Though I know the benefit that we are seeing is rather limited, but at the end of the day, we are so used to utilizing T-DM1 post-KATHERINE trial in adjuvant setting of HER2 disease. As a community oncologist, we are a lot more comfortable from that aspect of T-DM1.

Dr. Tolaney: Yeah, you bring up an excellent point that there are very different toxicity profiles. Certainly, the GI [gastrointestinal] toxicity with the capecitabine, tucatinib, trastuzumab regimen is not insignificant, and we do often have to dose modify as you point out, sometimes the capecitabine, sometimes the tucatinib, sometimes both to get it to be tolerable.

I think that T-DM1/tucatinib, I think it’s generally pretty easy. It’s mostly laboratory abnormalities. I am a little worried though because we don’t know how T-DM1 performs post-T-DXd.

You brought up this issue of sequencing and ADC sequencing. There’s some thought that T-DXd downregulates HER2 upon progression, could that impact the efficacy of T-DM1 where it is so reliant on having HER2 expression to work?

My guess is it’s a transient downregulation, and it probably comes back up, but it does make me worry a little. I know there are some providers who are reluctant to use a T-DM1-based regimen directly post-progression on T-DXd, so that may sway people a little bit toward the triplet in the post-progression setting.

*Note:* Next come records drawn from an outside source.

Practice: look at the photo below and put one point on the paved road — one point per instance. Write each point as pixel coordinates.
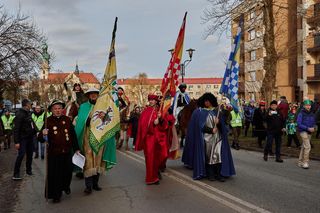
(258, 187)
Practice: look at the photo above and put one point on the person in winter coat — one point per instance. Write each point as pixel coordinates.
(275, 126)
(306, 125)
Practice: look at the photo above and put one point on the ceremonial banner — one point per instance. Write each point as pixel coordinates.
(105, 121)
(171, 78)
(229, 86)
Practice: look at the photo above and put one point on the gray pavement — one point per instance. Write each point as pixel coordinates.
(258, 187)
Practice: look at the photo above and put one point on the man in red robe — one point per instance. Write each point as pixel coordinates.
(152, 139)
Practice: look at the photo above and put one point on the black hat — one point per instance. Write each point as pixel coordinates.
(183, 85)
(25, 102)
(274, 102)
(56, 101)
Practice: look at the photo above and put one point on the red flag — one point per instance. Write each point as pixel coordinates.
(171, 78)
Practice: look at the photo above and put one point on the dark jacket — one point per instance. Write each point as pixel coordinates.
(248, 112)
(62, 138)
(305, 120)
(23, 126)
(275, 122)
(259, 119)
(283, 108)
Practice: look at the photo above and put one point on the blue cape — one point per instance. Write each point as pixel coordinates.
(194, 150)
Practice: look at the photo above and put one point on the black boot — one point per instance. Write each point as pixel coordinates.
(95, 186)
(217, 171)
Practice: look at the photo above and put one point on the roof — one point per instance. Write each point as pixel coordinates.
(85, 77)
(186, 80)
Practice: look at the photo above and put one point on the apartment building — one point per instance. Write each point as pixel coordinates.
(309, 48)
(253, 52)
(137, 90)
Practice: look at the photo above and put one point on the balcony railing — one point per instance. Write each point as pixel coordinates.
(316, 15)
(316, 77)
(316, 45)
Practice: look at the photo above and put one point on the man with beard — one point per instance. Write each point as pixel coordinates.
(38, 117)
(23, 132)
(95, 163)
(207, 151)
(151, 138)
(7, 122)
(62, 141)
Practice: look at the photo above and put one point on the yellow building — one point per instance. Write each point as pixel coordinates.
(309, 49)
(137, 90)
(52, 83)
(253, 52)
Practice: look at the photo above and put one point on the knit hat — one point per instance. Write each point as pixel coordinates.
(262, 103)
(307, 102)
(55, 102)
(273, 102)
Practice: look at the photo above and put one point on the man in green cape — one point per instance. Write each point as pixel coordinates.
(95, 163)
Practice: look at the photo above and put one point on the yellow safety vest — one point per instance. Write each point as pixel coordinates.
(236, 120)
(38, 120)
(7, 122)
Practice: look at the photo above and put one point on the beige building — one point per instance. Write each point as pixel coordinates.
(252, 50)
(309, 48)
(52, 83)
(137, 90)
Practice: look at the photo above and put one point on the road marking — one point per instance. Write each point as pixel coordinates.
(193, 186)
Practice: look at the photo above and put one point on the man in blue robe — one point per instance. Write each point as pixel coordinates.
(207, 150)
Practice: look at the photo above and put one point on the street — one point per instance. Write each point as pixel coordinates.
(258, 187)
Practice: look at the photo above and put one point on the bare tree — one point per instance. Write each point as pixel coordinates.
(20, 49)
(222, 13)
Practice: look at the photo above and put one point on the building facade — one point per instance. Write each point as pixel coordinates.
(52, 84)
(309, 48)
(137, 90)
(253, 52)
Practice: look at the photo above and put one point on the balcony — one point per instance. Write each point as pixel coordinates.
(314, 20)
(314, 47)
(316, 77)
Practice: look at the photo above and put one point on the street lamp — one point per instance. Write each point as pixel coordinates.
(185, 63)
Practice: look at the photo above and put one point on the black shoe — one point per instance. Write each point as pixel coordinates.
(220, 178)
(159, 175)
(211, 178)
(67, 191)
(80, 175)
(265, 157)
(96, 188)
(56, 200)
(16, 177)
(88, 190)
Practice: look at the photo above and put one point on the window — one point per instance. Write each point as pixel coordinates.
(252, 76)
(252, 34)
(252, 14)
(252, 55)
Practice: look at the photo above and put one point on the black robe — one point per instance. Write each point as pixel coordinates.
(62, 141)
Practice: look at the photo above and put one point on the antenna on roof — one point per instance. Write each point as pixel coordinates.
(76, 71)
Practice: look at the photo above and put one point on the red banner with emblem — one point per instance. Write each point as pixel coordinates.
(170, 80)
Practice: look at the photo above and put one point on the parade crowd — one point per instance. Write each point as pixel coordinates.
(56, 132)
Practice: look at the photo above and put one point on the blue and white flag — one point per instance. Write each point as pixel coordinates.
(229, 86)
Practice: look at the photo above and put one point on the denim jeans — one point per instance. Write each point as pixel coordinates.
(26, 147)
(277, 138)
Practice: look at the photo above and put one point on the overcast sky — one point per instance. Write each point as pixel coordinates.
(80, 30)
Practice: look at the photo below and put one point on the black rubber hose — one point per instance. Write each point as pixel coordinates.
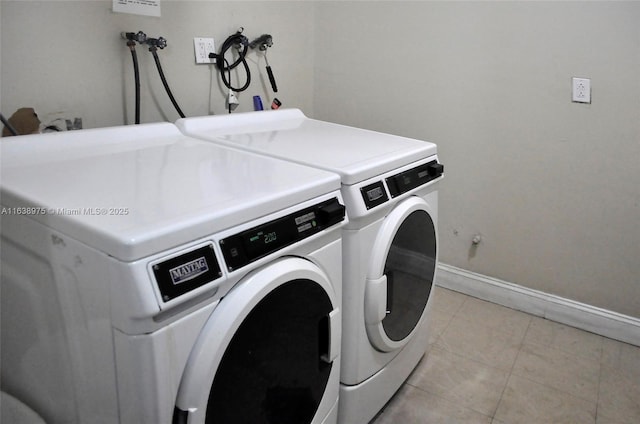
(136, 75)
(164, 82)
(272, 79)
(8, 125)
(224, 66)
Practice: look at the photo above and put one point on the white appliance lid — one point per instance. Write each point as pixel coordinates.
(356, 154)
(136, 190)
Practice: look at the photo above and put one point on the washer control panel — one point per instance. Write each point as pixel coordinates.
(249, 245)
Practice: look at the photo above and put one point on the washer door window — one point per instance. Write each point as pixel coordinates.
(266, 353)
(401, 275)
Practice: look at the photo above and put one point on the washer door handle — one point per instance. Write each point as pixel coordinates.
(375, 300)
(333, 333)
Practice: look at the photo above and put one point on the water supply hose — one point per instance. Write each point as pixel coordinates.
(154, 45)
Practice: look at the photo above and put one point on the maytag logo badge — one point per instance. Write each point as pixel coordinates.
(188, 271)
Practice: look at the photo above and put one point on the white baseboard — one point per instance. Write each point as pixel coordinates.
(586, 317)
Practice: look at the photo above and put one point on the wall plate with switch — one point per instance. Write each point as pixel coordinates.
(581, 91)
(204, 46)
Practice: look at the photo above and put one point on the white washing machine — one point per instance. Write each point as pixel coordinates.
(389, 185)
(148, 277)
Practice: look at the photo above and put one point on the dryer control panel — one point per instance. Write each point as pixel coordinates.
(415, 177)
(249, 245)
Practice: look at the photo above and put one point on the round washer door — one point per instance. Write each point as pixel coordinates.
(266, 352)
(401, 274)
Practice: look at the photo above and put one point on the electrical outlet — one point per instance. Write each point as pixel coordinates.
(204, 46)
(581, 90)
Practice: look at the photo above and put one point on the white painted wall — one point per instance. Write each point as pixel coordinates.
(552, 186)
(67, 59)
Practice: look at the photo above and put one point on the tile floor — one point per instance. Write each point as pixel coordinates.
(491, 364)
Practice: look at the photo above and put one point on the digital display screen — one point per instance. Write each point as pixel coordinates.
(247, 246)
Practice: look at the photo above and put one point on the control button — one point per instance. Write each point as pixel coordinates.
(436, 169)
(331, 213)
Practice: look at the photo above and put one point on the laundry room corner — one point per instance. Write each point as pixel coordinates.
(74, 63)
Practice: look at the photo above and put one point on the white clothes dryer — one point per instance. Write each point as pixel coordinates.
(389, 185)
(148, 277)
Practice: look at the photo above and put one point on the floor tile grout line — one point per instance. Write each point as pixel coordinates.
(599, 379)
(506, 383)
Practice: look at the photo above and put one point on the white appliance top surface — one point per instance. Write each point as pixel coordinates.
(356, 154)
(136, 190)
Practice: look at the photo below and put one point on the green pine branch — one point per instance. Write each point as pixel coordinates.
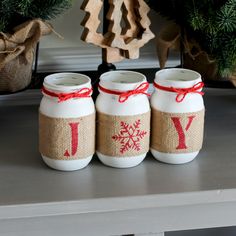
(14, 12)
(212, 23)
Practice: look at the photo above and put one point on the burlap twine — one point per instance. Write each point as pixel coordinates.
(55, 137)
(17, 53)
(164, 135)
(123, 136)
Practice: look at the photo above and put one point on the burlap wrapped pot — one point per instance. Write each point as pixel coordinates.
(17, 54)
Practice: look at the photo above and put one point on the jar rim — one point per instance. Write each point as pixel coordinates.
(177, 77)
(121, 80)
(66, 81)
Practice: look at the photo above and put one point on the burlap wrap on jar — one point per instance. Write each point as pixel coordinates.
(17, 54)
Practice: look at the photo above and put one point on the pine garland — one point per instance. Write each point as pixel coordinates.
(14, 12)
(212, 23)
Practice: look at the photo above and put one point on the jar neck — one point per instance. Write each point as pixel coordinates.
(66, 86)
(123, 96)
(177, 78)
(66, 82)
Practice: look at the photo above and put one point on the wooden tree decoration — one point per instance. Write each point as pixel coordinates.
(127, 32)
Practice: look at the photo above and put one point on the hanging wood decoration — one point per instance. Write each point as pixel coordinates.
(127, 32)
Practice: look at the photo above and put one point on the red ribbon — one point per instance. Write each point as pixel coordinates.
(82, 93)
(182, 92)
(123, 96)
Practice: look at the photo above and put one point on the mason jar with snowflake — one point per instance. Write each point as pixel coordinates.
(123, 119)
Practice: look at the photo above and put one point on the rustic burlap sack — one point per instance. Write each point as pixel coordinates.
(123, 136)
(17, 53)
(177, 132)
(57, 141)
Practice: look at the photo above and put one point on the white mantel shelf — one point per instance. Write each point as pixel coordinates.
(150, 198)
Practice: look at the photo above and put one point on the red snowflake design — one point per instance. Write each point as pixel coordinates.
(129, 136)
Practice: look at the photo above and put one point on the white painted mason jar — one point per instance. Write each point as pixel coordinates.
(123, 119)
(67, 121)
(177, 115)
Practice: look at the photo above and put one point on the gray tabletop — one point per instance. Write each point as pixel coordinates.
(26, 180)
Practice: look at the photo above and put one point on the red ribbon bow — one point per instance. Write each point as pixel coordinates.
(82, 93)
(141, 89)
(182, 92)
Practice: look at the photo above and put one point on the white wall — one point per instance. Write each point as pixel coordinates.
(72, 54)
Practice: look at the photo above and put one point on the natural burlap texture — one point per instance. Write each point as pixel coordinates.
(123, 136)
(165, 137)
(55, 137)
(17, 53)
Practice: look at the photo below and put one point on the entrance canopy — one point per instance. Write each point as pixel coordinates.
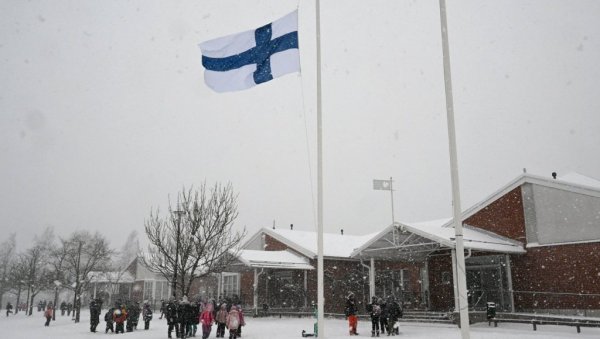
(413, 242)
(270, 259)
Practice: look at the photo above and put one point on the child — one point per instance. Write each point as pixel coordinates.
(119, 317)
(221, 319)
(48, 315)
(233, 322)
(147, 314)
(375, 311)
(242, 322)
(206, 318)
(109, 321)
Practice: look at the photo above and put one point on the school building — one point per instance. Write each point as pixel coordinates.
(533, 245)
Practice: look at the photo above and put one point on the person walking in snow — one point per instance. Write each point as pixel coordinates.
(119, 317)
(48, 314)
(8, 308)
(383, 325)
(147, 316)
(171, 313)
(207, 319)
(374, 311)
(109, 320)
(350, 312)
(95, 310)
(242, 321)
(221, 319)
(394, 312)
(233, 322)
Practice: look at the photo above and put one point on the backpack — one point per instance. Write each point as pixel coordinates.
(376, 310)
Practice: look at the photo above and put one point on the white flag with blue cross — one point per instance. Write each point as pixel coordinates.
(244, 60)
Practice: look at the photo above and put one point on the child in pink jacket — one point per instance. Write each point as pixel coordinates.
(207, 319)
(233, 322)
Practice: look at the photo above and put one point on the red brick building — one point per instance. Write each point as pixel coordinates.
(532, 245)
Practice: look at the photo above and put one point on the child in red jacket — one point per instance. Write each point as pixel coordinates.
(119, 317)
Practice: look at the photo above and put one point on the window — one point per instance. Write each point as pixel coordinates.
(231, 284)
(161, 290)
(148, 290)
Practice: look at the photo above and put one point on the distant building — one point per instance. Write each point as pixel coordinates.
(532, 245)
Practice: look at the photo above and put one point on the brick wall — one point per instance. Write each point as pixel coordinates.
(441, 291)
(562, 272)
(558, 273)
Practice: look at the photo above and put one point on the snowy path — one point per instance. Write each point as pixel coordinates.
(20, 326)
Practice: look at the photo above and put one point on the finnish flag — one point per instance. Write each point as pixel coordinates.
(244, 60)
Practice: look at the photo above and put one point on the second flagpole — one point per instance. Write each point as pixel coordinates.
(320, 269)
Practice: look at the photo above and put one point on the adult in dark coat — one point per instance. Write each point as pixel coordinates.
(374, 310)
(63, 308)
(147, 316)
(172, 315)
(350, 312)
(95, 310)
(394, 312)
(383, 316)
(8, 308)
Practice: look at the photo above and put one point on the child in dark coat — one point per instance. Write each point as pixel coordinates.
(374, 311)
(109, 320)
(221, 320)
(233, 322)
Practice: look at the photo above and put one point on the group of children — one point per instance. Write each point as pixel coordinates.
(116, 317)
(183, 317)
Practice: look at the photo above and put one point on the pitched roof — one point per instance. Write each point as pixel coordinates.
(305, 242)
(273, 259)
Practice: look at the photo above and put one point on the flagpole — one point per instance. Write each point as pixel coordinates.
(320, 269)
(458, 230)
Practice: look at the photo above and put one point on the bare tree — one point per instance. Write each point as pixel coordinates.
(7, 256)
(85, 253)
(17, 277)
(196, 238)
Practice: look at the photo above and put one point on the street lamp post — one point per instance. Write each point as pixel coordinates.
(177, 235)
(57, 286)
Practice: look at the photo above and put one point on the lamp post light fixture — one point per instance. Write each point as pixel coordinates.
(57, 286)
(177, 236)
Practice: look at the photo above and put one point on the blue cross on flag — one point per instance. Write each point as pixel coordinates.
(244, 60)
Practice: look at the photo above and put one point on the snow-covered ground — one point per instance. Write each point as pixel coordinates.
(21, 326)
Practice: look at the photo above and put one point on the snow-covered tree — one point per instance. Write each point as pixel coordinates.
(195, 238)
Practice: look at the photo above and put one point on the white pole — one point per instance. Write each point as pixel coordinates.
(320, 270)
(460, 253)
(392, 194)
(372, 278)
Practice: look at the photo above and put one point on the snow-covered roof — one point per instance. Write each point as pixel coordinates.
(414, 241)
(273, 259)
(473, 238)
(305, 242)
(111, 277)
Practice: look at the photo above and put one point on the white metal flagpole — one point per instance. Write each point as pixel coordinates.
(458, 231)
(320, 269)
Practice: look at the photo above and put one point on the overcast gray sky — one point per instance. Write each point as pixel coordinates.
(104, 112)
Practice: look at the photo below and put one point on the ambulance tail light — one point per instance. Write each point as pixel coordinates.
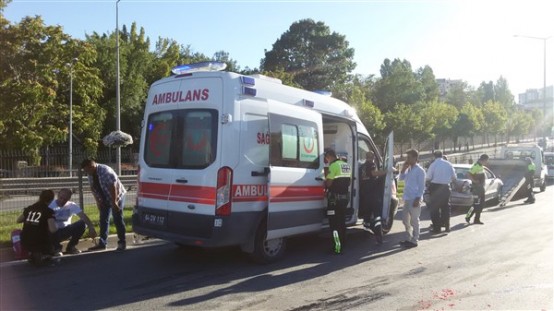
(138, 190)
(223, 194)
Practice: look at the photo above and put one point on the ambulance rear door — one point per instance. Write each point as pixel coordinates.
(295, 189)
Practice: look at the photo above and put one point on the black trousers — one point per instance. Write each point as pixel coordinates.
(530, 186)
(336, 212)
(479, 191)
(439, 206)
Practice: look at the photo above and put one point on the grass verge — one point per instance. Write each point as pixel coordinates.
(8, 223)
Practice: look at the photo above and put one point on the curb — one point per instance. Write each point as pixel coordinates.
(7, 254)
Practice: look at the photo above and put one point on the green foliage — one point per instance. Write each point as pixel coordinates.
(317, 58)
(399, 85)
(494, 117)
(34, 87)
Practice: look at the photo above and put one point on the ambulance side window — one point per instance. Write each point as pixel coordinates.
(158, 139)
(294, 143)
(181, 139)
(198, 139)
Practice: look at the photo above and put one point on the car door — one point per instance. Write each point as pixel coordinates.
(388, 162)
(295, 184)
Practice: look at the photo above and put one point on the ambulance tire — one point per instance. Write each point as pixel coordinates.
(387, 224)
(267, 251)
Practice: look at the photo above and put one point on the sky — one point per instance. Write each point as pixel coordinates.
(471, 40)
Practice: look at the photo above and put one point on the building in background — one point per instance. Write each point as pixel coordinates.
(533, 99)
(445, 85)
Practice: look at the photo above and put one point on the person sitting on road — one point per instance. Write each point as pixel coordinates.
(38, 226)
(64, 211)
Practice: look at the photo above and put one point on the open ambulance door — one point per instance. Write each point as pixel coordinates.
(295, 189)
(388, 162)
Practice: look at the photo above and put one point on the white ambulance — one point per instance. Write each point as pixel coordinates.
(227, 159)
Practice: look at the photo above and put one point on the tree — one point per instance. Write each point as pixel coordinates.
(426, 77)
(458, 94)
(34, 87)
(402, 119)
(494, 119)
(317, 57)
(398, 85)
(502, 92)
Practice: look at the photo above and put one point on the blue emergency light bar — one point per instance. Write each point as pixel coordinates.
(196, 67)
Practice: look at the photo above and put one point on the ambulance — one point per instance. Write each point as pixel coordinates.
(229, 159)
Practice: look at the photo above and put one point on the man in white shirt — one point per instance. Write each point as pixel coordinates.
(64, 211)
(414, 177)
(440, 174)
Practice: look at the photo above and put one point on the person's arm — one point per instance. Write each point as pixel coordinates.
(420, 188)
(114, 195)
(405, 167)
(430, 172)
(52, 225)
(91, 230)
(21, 217)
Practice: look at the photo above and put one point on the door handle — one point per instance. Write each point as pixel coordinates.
(265, 172)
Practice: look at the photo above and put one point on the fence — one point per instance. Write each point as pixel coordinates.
(54, 162)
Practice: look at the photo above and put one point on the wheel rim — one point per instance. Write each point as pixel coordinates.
(272, 247)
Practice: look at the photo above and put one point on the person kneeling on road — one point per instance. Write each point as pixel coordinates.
(64, 211)
(337, 183)
(38, 226)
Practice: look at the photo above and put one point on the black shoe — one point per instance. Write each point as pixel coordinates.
(408, 244)
(121, 246)
(98, 247)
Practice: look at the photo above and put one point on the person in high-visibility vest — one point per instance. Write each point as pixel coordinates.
(337, 183)
(477, 173)
(530, 174)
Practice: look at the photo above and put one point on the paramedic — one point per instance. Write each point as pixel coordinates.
(337, 183)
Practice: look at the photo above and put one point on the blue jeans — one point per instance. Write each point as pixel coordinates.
(105, 212)
(72, 232)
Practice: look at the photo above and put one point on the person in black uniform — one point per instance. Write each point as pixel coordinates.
(337, 183)
(371, 196)
(530, 178)
(39, 223)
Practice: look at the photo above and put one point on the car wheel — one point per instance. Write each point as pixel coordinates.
(267, 251)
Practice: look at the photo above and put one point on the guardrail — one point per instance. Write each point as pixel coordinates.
(10, 186)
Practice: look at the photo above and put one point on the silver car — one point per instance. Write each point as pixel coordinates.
(549, 160)
(461, 189)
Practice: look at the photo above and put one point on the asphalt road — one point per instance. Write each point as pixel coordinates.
(505, 264)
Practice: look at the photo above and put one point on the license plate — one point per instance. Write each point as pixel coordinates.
(153, 219)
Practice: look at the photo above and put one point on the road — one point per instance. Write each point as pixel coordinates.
(505, 264)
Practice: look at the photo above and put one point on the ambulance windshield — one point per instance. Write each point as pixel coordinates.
(184, 139)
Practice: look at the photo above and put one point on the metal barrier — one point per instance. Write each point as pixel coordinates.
(16, 193)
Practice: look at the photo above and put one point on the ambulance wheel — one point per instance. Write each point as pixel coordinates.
(267, 251)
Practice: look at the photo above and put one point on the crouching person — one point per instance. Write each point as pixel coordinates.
(38, 227)
(64, 210)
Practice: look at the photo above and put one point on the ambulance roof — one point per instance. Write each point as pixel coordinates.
(272, 89)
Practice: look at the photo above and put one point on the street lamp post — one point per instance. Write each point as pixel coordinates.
(117, 90)
(70, 65)
(544, 39)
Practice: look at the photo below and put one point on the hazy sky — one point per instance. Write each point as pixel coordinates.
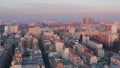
(92, 8)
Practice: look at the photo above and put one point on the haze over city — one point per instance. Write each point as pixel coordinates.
(60, 9)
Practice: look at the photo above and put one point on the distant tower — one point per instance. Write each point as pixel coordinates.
(81, 38)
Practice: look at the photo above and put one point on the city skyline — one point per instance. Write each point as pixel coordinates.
(61, 9)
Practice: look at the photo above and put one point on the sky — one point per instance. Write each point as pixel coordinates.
(101, 9)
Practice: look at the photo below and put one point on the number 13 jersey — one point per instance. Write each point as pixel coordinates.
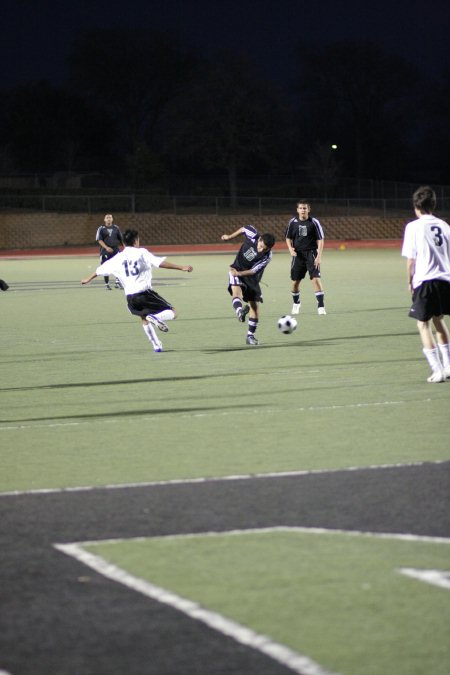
(133, 268)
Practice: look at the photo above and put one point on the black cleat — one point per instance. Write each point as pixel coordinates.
(243, 313)
(251, 340)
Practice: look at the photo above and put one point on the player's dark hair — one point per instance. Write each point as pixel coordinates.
(130, 236)
(268, 239)
(424, 199)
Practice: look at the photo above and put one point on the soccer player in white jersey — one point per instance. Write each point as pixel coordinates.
(133, 267)
(426, 246)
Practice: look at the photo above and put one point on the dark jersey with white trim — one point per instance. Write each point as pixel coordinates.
(111, 236)
(304, 233)
(248, 257)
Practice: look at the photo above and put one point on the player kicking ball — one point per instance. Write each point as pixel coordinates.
(245, 275)
(133, 267)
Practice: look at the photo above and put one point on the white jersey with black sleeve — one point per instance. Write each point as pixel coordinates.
(427, 242)
(133, 267)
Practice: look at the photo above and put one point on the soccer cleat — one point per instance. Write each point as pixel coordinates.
(436, 376)
(158, 323)
(243, 311)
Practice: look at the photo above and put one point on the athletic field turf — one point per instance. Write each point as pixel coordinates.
(219, 508)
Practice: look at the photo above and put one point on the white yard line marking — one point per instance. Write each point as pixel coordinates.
(197, 415)
(396, 536)
(298, 663)
(435, 577)
(216, 479)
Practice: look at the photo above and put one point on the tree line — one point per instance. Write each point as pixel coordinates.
(139, 105)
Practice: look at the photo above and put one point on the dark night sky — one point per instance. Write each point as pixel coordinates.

But I really think we have no data about using any of this stuff post T-DXd. All these trials were done in a setting where these patients were T-DXd-naïve, and we don’t actually know how any of this performs. It’s a tough decision.

Dr. Rahul Gosain: I think a few things to add on here. When we were talking about downregulation, that’s the same thing that we potentially will run into trastuzumab with the triple therapy as well saying should we consider completely different with chemotherapy where I think tucatinib or capecitabine plays a bigger role and having that HER2 backbone.

The other thing we were talking about: side effects. I think in general as a community oncologist, a few things to mention. With T-DXd, we have to be careful about pneumonitis, nausea, fatigue. With T-DM1, we have to be careful with neuropathy and thrombocytopenia when comes to capecitabine or tucatinib. Again, hand-foot syndrome from capecitabine and diarrhea.

These medications have side effects. Picking the right patient based on what the patient wants and what we’re trying to achieve is so important.

Dr. Tolaney: I totally agree. It is really critical, and sometimes these decisions really need to be personalized. You do have to have a discussion with the patient and see what they think is relevant to them and which toxicities they’re most concerned about to be able to pick and choose, but it’s nice that there are the choices for them.

Dr. Rohit Gosain: I feel like as a community oncologist, we need to take the onus and get comfortable with these antibody-drug conjugates because we continue to see them in bladder cancer or lung cancer. Now breast cancer is definitely taking the lead here. Again, prior closing in second-line setting once the disease progresses on taxane with HER2-directed therapy, there are options of T-DXd; tucatinib, trastuzumab, capecitabine combination; and now T-DM1 plus/minus tucatinib though we’ll have to wait for FDA approval on this and longer-term data to really support that.

But it is important to stress that this trial did include patients with active CNS disease where this population does get left behind.

Sara, thank you so much for joining us and going over this practice-changing data and kudos again to the HER2CLIMB-02 team for focusing on active CNS disease.

Dr. Tolaney: Thank you very much for having me.